The 1980s saw the SNP reinforce itself as a party of The Left, with campaigns against the poll tax etc. They have developed this platform to the stage they are at now: a clear Left-wing political party, called by some opponents a national-socialist party.

The ideological tensions inside the SNP are further complicated by the arguments between gradualists and fundamentalists. In essence, gradualists seek to advance Scotland to independence through further devolution, in a 'step by step' strategy (which seems to be working). They tend to be in the moderate Left grouping, although much of the 79 Group was gradualist in approach. However, this 79 Group gradualism was as much a reaction against the fundamentalists of the day, many of whom believed the SNP should not take a clear Left or Centre position. The position of fundamentalists within the SNP is further complicated by the fact that modern fundamentalists are unlike the old-style. They tend to be on The Left of the party, critical of both the gradualist approach to independence and what they perceive as a moderation of the party's socio-economic policy portfolio.

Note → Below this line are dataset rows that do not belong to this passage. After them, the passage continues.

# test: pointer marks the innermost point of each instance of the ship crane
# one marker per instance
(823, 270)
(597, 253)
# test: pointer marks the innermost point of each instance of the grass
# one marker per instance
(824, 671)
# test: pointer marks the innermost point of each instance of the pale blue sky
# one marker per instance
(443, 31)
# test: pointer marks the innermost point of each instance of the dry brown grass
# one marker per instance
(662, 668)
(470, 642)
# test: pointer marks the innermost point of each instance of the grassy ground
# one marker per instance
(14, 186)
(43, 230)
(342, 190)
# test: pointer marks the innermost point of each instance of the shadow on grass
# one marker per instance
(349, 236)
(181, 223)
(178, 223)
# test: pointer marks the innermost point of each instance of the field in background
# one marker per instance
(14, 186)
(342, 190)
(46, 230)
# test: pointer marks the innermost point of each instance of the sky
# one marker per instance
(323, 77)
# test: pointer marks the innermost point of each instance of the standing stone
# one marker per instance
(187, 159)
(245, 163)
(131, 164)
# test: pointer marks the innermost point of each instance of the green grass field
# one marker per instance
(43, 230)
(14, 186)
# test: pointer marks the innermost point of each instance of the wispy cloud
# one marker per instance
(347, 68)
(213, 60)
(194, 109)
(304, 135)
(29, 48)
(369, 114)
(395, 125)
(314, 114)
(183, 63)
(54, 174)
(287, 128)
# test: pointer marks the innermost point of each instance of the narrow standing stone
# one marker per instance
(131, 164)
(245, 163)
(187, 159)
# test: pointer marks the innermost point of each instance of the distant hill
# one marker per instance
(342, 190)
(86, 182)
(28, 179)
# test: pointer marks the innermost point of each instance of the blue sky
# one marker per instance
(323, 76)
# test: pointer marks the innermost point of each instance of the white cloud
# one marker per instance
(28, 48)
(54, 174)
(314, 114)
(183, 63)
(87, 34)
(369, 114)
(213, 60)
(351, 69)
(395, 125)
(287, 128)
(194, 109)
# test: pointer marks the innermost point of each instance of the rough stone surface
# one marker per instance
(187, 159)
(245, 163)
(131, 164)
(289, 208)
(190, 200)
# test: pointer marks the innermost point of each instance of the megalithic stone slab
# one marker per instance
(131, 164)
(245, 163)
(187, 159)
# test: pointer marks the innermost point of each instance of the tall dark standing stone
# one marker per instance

This grouping of "neo-fundamentalists" have their roots within the Jim Sillars (a former Labour MP born in 1937) camp inside the SNP.

European Free Alliance

The SNP retains close links with the Welsh Plaid Cymru, with both parties' Members of the UK Parliament co-operating closely with one another. They work as a single group within the House of Commons. Before the United Kingdom left the European Union both parties were part of the European Free Alliance (EFA). The EFA works with the Far-Left European Green Party in order to form a grouping in the European Parliament: the Greens - European Free Alliance.